“You hear that? She’s not very good at slushy stuff? That, to me, is a problem, as it would be to any male who heard Dusty Springfield singing ‘The Look of Love’ at an impressionable age. That was what I thought it was all going to be like when I was married (I called it married then–I call it ‘settled’ or ‘sorted’ now). I thought there was going to be this sexy woman with a sexy voice and lots of sexy eye makeup whose devotion to me shone from every pore. And there is such a thing as the look of love–Dusty didn’t lead us up the garden path entirely–it’s just that the look of love isn’t what I expected it to be. It’s not huge eyes almost bursting with longing situated somewhere in the middle of a double bed with the covers turned down invitingly; it’s just as likely to be the look of benevolent indulgence that a mother gives a toddler, or a look of amused exasperation, even a look of pained concern. But the Dusty Springfield look of love? Forget it. As mythical as the exotic underwear.
“Women get it wrong when they complain about the media images of women. Men understand that not everyone has Bardot’s breasts, or Jamie Lee Curtis’s neck, or Cindy Crawford’s bottom, and we don’t mind at all. Obviously we’d take Kim Basinger over Phyllis Diller, just as women would take Keanu Reeves over Sergeant Bilko, but it’s not the body that’s important, it’s the level of abasement. We worked out very quickly that Bond girls were out of our league, but the realization that women don’t ever look at us the way Ursula Andress looked at Sean Connery, or even in the way that Doris Day looked at Rock Hudson, was much slower to arrive, for most of us. In my case, I’m not at all sure that it ever did.
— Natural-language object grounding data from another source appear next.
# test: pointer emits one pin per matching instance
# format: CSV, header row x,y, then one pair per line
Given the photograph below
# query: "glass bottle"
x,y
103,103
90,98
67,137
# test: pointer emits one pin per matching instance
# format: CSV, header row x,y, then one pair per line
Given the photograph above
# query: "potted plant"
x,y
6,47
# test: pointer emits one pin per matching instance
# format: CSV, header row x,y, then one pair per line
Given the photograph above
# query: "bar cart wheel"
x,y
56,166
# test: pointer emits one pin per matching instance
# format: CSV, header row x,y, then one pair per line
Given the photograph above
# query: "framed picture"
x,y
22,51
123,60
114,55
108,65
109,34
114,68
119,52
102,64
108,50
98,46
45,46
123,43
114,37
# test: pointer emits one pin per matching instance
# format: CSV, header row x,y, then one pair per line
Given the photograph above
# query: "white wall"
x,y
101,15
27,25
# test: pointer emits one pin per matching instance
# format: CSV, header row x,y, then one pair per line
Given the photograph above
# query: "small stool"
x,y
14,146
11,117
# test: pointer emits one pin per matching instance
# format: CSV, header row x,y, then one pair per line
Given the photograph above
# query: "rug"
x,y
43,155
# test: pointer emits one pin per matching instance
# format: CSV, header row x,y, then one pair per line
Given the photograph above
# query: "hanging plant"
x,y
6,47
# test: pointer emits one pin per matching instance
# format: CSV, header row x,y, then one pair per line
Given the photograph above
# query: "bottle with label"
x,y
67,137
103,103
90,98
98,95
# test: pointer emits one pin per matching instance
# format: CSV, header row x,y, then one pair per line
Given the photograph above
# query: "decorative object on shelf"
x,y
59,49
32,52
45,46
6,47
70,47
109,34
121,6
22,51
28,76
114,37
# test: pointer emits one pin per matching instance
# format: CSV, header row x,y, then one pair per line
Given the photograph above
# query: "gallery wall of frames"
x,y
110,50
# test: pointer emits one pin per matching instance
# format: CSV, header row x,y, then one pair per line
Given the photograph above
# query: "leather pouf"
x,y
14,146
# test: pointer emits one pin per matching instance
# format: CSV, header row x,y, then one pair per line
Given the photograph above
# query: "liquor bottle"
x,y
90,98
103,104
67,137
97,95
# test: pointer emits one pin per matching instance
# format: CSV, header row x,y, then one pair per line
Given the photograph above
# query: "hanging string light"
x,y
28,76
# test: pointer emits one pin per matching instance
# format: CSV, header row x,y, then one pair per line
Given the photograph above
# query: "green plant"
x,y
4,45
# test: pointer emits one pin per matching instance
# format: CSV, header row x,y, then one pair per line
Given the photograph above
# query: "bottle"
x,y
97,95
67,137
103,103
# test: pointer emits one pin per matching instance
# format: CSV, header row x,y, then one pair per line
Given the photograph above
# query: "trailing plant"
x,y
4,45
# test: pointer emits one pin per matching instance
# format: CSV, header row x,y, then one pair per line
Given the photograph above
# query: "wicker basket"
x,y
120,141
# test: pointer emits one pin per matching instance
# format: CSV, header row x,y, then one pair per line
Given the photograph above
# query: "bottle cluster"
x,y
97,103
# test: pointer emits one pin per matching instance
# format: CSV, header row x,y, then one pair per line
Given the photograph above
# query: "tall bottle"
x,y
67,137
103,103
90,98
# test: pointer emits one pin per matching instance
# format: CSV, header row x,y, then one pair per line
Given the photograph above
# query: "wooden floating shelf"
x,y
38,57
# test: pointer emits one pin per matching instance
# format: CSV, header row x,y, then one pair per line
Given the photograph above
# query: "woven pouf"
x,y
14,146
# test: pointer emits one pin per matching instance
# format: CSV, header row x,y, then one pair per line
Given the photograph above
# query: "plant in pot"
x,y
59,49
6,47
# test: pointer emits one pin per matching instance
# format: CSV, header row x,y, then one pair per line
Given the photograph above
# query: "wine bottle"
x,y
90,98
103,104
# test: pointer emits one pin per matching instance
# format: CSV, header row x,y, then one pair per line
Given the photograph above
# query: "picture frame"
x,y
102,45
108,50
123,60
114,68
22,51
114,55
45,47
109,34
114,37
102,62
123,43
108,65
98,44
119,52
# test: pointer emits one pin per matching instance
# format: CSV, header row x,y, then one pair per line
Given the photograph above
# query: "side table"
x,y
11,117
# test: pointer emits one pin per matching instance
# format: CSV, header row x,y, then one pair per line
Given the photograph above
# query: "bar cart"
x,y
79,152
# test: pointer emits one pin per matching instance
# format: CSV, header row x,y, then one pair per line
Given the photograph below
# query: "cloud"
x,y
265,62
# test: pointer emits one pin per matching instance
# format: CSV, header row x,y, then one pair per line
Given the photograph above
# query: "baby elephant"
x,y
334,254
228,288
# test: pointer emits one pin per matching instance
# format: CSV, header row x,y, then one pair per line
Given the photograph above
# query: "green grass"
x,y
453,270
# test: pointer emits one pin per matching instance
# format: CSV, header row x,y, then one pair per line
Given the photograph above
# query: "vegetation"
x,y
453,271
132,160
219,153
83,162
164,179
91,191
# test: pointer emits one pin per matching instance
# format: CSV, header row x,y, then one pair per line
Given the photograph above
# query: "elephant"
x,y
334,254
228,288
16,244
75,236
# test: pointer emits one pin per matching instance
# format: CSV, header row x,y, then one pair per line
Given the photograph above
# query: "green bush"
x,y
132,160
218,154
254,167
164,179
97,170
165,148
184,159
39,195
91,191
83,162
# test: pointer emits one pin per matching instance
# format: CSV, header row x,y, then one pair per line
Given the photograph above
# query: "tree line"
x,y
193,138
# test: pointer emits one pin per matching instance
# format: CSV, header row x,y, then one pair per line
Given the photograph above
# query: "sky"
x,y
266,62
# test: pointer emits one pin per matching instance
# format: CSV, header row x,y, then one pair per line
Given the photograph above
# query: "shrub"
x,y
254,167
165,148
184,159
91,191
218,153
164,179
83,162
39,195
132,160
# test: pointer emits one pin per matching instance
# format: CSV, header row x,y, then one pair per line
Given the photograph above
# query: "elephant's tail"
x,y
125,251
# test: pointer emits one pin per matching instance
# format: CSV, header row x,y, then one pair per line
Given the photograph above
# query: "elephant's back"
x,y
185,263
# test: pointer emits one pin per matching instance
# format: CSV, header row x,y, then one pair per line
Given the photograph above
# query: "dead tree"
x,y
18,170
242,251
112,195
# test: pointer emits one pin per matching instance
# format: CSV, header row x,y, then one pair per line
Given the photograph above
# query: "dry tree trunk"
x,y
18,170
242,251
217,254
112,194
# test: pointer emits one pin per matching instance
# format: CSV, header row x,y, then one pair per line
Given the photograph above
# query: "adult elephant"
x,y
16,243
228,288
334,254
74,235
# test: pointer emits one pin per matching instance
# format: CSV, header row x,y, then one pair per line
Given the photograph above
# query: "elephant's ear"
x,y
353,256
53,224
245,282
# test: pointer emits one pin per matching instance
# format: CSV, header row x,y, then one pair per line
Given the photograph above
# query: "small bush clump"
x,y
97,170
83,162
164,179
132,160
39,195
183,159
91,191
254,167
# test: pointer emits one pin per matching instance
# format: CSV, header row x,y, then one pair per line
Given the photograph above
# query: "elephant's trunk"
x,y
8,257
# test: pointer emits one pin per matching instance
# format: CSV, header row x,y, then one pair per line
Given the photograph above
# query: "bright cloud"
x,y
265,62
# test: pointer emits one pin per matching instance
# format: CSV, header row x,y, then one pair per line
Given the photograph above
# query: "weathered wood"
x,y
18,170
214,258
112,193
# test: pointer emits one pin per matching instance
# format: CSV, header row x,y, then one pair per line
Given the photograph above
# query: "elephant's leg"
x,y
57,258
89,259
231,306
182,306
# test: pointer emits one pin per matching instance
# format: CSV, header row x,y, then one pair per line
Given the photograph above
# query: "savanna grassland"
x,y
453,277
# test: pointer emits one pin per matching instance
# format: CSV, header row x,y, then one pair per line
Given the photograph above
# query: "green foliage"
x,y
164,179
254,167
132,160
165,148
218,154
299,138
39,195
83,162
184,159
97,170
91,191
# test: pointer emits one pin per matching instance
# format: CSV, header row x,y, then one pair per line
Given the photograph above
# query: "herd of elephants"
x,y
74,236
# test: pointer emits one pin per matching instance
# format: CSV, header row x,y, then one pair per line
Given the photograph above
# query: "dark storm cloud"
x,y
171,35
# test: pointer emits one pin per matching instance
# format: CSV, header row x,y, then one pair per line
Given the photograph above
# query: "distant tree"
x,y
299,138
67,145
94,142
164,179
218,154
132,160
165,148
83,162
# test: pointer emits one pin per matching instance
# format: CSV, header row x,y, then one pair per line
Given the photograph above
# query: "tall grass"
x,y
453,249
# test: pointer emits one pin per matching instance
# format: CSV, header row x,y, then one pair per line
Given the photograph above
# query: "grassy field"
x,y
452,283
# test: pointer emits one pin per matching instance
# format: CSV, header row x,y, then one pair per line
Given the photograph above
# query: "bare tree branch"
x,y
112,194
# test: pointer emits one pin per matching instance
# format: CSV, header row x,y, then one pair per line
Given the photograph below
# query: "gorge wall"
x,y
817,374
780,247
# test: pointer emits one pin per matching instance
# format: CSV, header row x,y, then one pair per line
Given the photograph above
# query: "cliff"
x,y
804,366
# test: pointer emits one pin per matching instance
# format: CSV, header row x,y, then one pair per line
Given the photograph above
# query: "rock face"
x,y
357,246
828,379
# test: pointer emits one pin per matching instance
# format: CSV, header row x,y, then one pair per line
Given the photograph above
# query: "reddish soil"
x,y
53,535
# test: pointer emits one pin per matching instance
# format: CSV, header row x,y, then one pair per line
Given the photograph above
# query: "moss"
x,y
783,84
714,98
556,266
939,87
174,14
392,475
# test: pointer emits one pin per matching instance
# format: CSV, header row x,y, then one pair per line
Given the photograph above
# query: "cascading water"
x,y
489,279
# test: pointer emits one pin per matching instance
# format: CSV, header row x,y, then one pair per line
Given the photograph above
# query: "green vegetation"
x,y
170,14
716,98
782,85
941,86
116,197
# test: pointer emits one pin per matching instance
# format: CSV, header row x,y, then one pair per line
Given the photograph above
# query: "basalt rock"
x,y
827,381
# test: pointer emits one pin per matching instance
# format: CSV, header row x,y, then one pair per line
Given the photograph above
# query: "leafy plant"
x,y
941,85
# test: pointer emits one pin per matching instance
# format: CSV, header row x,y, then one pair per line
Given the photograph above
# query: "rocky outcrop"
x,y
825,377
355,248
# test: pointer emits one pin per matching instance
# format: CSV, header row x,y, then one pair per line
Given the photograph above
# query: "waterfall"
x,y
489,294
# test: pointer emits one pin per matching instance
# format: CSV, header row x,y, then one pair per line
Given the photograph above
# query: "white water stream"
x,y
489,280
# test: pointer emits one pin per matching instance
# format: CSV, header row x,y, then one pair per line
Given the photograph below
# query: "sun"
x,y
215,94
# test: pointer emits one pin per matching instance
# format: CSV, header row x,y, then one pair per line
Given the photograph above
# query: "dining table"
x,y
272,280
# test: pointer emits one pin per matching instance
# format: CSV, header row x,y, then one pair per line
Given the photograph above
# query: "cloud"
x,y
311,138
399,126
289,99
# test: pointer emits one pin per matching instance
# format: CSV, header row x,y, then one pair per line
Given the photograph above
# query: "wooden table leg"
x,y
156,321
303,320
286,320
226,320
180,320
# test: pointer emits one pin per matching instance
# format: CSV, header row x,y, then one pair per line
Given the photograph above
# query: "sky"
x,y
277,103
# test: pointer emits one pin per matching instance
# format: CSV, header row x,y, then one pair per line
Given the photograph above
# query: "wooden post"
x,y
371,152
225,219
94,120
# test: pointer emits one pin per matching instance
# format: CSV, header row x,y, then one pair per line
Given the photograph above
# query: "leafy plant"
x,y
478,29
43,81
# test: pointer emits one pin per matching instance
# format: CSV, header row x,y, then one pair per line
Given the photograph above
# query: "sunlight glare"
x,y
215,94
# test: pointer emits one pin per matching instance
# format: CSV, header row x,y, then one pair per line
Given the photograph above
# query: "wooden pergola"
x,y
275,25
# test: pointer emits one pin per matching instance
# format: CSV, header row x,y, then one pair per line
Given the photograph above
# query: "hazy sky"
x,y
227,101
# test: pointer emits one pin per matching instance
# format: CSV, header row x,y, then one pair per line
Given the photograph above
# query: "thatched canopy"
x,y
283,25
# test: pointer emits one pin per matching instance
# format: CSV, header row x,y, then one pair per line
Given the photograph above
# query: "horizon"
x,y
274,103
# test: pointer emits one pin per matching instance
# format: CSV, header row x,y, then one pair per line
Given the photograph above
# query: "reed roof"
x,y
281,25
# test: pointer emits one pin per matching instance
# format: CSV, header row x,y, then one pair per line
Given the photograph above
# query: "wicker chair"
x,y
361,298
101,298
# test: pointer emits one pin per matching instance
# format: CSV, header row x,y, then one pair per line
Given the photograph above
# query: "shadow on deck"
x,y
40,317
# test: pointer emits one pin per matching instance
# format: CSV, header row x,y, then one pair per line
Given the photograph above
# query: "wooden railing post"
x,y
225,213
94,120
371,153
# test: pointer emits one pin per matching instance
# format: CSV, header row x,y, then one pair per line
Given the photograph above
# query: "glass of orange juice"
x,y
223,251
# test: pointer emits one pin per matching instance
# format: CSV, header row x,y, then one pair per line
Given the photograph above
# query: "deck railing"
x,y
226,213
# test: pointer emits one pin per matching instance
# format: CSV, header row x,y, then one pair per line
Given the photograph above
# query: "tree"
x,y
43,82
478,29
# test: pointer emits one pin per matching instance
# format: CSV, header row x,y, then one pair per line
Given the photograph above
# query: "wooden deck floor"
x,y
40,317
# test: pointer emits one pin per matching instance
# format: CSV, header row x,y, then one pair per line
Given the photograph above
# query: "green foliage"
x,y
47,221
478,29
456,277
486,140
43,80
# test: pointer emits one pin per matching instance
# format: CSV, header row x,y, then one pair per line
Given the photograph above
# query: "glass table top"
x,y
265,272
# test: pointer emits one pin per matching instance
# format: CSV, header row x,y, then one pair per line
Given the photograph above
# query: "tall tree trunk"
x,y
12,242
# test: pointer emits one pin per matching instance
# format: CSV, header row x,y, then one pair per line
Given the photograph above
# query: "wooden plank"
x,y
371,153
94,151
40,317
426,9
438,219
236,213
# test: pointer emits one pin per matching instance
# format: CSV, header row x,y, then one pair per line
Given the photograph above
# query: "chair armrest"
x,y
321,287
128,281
“I’m begining to get used to the idea that Laura might be the person I spend my life with, I think (or at least, I’m begining to get used to the idea that I’m so miserable without her that it’s not worth thinking about alternatives). But it’s much harder to get used to the idea that my little-boy notions of romance, of negliges and candlelit dinners at home and long, smoldering glances, had no basis in reality at all. That’s what women ought to get all steamed up about; that’s why we can’t function properly in a relationship. It’s not the cellulite or the crow’s feet. It’s the… the… the disrespect.”